I slid a quick look at her, and she puffed out her cheeks so that she looked like a squirrel with a lot of nuts in there.

"I guess I shouldn't say this, but he was awful, from everything I remember about him." She put her hands on the dashboard and patted out a kind of soft African beat. She spoke while she patted. "He used to eat sliced pineapple and read Hiawatha out loud to my mother and me."

"Hiawatha? 'By the shores of Gitchy Gummi, / On the bottom of the lake, / Hiawatha and his buddies / Playing poker for a stake.'"

"Gee, you must be an English teacher too."

The sky was so dark that I switched on the headlights and slowed down to forty. I had often wondered what she was like as a kid. That nice, moony-pale face in miniature. I could see her off in a dark corner of a dark living room playing with her marionettes until nine, when her mother would tell her to go to bed. White socks that were falling down, and black patent leather shoes with gold buckles.

"You know, Thomas, when I was little about the only exciting thing my family ever did was to go to Peach Lake on the weekends in the summer. I used to get sunburned."

"Oh, yeah? Well, the only exciting thing that ever happened to me was reading The Land of Laughs and drinking Hires root beer out of a big glass bottle. Whatever happened to Hires root beer in a big glass bottle?"

"Oh, come on, you can't tell me that your life out there with all of those famous people wasn't neat.
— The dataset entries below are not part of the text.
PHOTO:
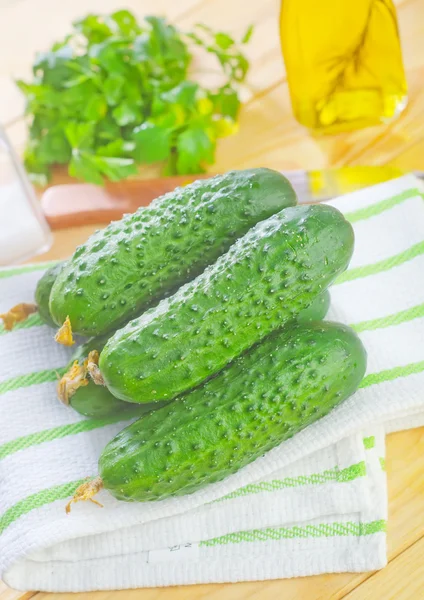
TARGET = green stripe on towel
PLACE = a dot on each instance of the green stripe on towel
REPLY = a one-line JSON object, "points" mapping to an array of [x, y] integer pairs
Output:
{"points": [[55, 433], [362, 214], [31, 379], [33, 320], [403, 316], [382, 265], [329, 475], [26, 269], [392, 374], [347, 528], [58, 492]]}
You don't have to try to make me feel better."

"Better? That has nothing to do with it. At least you had a normal father! Look, being his son was like living in this birdcage. You couldn't open your mouth without everyone being fake-nice to you or telling you how much they liked your 'Papa's' movies! What the hell did I care about his movies? I was a little kid, for Christ's sake! All I wanted to do was ride my bike."

"Don't shout."

"I don't have to…" I wanted to say something more, but I saw the turnoff for a roadside rest stop so I took it instead. It was dark as night outside as I crept down the exit ramp. The parking lot was filled with camper trucks and cars with overflowing luggage racks. Many of them were open to the rain, so the exposed suitcases, baby strollers, and bicycles were totally soaked and shiny. I found a parking space when a white Fiat with Oklahoma plates almost hit me while backing out of it. I switched off the motor and we both sat there while the rain hammered on the roof. Her hands were folded in her lap, but mine still gripped the steering wheel. I felt like ripping it off and handing it to her.

"All right, do you want something to eat or what?"
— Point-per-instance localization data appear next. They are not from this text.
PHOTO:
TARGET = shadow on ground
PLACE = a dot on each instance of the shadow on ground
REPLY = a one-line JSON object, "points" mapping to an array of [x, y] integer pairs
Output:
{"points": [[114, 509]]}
"Eat? Why? We've only been on the road for an hour."

"Oh, well, I'm sorry, dear – I'm not supposed to be hungry, huh? I'm not allowed to eat or anything unless you do, is that it?" I sounded like a kid who's just discovered sarcasm but doesn't know how to use it yet.

"Just shut up, Thomas. Go outside and have a fishburger or something. I don't care what you do. I don't deserve your anger."

There wasn't much else I could do but go. We both knew that I was making more and more of an ass of myself, but by then I didn't know how to stop. If I'd been her, I would have been royally bored by me.

"Do you want any… ? Oh, shit, I'll be back in a little while."

I opened the door and stepped right into this monstrous puddle, drenching both my sneaker and sock in one plunge. I looked to see if she'd been watching, but her eyes were closed, hands still folded in her lap. I put my other, dry foot carefully into the puddle and left it there until I felt the cold seeping in. Then I paddled both feet up and down in my new little footbath. Splish splat.